Saturday, May 14, 2011

Polar opposites

Gravity dropped us in Malaucene mid-afternoon on a Saturday, a bizarrely disagreeable town. Its centreville featured a boulevarded parking lot, choked with traffic trying to enter. Calvacades of motorcycles, RVs and the occasional tractor (driven by, no lie, a leering frenchman wearing a beret and flying a tricolor) rumbled through the streets. We fled for the outskirts of town, and found a campground, which at first glance appeared delightful. The camping, Le Bosquette, is on an orchard perched above town. It has a swimming pool. It has spotless bathrooms. Great.


Grapes all over the place

Oh, I forgot to mention that the orchard was subsequently covered in a uniform layer of sharp gravel, with nary a patch of grass for the beleagured tent camper to patch her/his tent; tractors are roaring from dawn-dusk in the field below in some sort of exhibition; the swimming pool is just a dry pit; and the toilets, while clean enough for the Virgin Mary to eat out of, have neither seats nor TP. So yes, bizarrely disagreeable.


Highlight of Malaucene centreville

We got as quick of a start as we could manage the following morning, feeling sapped and slightly demented from the angry rays of the sun that hit our camp as soon as it had risen. The tractors, too, had already began their combative droning, while vaguely militaristic symphony music echoed up to Le Bosquette. We had hatched a plan to shorten our day to Orange by taking a little penalty climb at the start, then cutting through the Dentelles de Montmirail, a range of limestone teeth that formed in the wake of the orogeny that lifted Ventoux.


Dentelles from a Col

We crossed the ridge and our outlooked improved immediately as we caught a minor breeze and left the tractors behind. The penalty climb was quickly dispatched and we began a 10k descent on banked roads with clean, smooth asphalt and kickass views that dropped us on the edge of the Rhone's alluvial plain. Some more quiet, smooth roads led to a narrow, more trafficked road that we conquered with our new technique of the flying wedge. (In which Erin takes shotgun and rides near the fogline. Andrew rides a bikelength in front, and rides far enough into the lane to force a lane change in passing cars. Cars can tell how many bikes they are going to pass, and both Andrew and Erin can see approaching cars in their mirrors. It also works well in roundabouts, which while are great traffic engineering for cars, hover between frightening and unnavigable on bikes, depending on diameter and traffic volume.)

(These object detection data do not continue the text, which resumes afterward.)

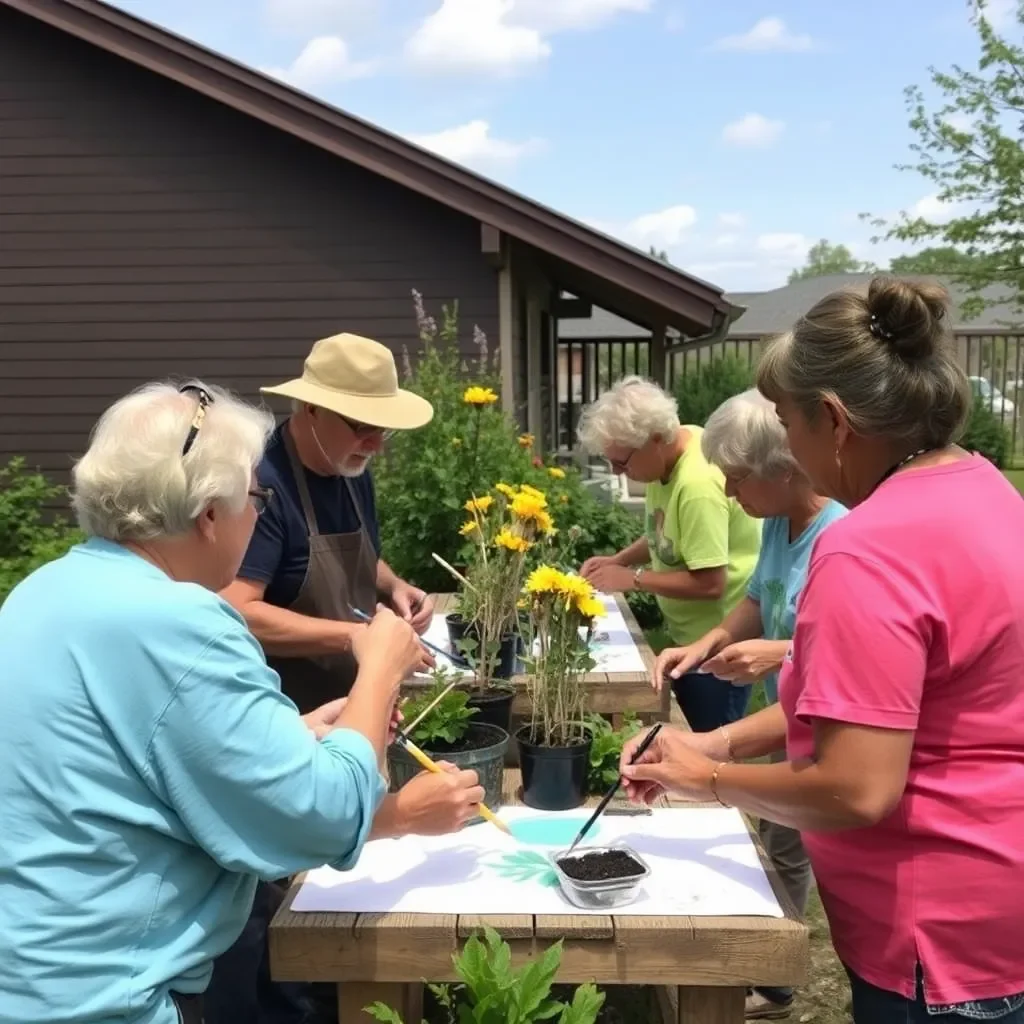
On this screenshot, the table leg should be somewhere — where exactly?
[677,986,746,1024]
[338,981,423,1024]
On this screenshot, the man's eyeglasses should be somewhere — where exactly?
[178,384,213,459]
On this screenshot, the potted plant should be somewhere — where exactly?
[438,483,554,731]
[516,565,604,811]
[364,928,604,1024]
[387,669,509,808]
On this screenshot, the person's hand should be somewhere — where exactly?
[352,605,434,691]
[580,555,618,580]
[620,726,726,804]
[700,640,782,686]
[302,697,403,743]
[650,641,711,692]
[396,761,483,836]
[391,580,434,636]
[585,562,636,594]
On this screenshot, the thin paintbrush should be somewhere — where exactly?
[568,722,662,853]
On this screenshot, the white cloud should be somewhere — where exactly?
[509,0,652,33]
[722,114,785,146]
[713,17,815,53]
[262,36,375,89]
[718,213,746,227]
[406,0,551,76]
[263,0,379,37]
[406,121,544,168]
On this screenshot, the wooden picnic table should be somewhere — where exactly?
[270,769,809,1024]
[402,594,672,725]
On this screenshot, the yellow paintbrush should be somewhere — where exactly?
[395,729,512,836]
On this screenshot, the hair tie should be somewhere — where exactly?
[867,313,895,341]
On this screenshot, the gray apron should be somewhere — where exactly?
[267,429,377,715]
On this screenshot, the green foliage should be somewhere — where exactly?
[587,712,641,794]
[674,355,754,427]
[366,928,604,1024]
[0,457,83,602]
[959,396,1011,469]
[863,0,1024,319]
[790,239,874,285]
[401,669,477,751]
[374,295,655,592]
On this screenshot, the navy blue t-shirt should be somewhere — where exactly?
[239,424,381,608]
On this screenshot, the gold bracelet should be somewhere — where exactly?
[711,761,732,807]
[718,725,736,761]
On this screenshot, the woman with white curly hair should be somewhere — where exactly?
[0,383,482,1024]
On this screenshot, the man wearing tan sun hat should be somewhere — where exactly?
[223,334,433,713]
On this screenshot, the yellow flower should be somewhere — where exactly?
[463,495,495,512]
[526,565,562,594]
[462,385,498,407]
[495,527,532,554]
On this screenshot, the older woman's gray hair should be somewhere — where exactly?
[72,381,273,543]
[700,388,799,478]
[579,377,679,454]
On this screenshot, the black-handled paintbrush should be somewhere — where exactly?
[566,722,662,856]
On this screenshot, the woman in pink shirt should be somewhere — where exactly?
[623,279,1024,1024]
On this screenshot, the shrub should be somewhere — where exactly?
[959,396,1011,469]
[673,355,754,427]
[0,457,83,603]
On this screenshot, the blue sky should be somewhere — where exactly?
[110,0,1015,291]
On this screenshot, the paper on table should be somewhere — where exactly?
[424,594,647,676]
[292,807,783,918]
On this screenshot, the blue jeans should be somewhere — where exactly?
[846,967,1024,1024]
[672,672,751,732]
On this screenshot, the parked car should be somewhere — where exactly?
[968,377,1014,418]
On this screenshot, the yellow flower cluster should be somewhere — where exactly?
[526,565,604,618]
[462,384,498,407]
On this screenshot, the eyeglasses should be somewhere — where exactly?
[178,384,213,459]
[249,487,273,515]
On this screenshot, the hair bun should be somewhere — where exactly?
[867,278,949,361]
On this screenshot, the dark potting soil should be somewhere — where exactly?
[558,850,643,882]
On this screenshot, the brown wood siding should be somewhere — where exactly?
[0,8,499,481]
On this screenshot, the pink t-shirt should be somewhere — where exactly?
[779,457,1024,1005]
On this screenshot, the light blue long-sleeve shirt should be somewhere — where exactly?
[0,540,385,1024]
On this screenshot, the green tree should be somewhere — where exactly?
[790,239,874,285]
[889,246,974,278]
[873,0,1024,318]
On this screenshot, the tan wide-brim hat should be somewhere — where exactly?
[260,334,434,430]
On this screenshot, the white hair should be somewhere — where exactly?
[579,377,679,454]
[700,388,798,477]
[72,381,274,542]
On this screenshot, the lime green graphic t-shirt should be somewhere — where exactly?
[646,426,761,644]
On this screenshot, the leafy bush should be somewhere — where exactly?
[673,355,754,427]
[375,293,639,592]
[365,928,604,1024]
[0,457,83,603]
[959,396,1011,469]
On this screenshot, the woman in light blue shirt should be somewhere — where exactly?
[0,384,482,1024]
[652,390,846,1020]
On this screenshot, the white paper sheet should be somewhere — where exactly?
[292,807,783,918]
[424,594,647,676]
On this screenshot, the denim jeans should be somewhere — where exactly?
[846,967,1024,1024]
[672,672,751,732]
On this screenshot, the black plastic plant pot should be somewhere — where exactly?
[515,725,591,811]
[387,721,509,821]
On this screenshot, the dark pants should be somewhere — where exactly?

Looking back at Ventoux and the Dentelles

We quickly arrived in Orange, a dusty, medium-sized city with some Roman ruins 'n' stuff and a poorly signed, but very helpful tourist office. We stayed there for a bit and ate pizzas and nutella.


We carried this pizza about 50 km from Malaucene in 80 degree sun. It miraculously didn't make us poop our pants when we ate it.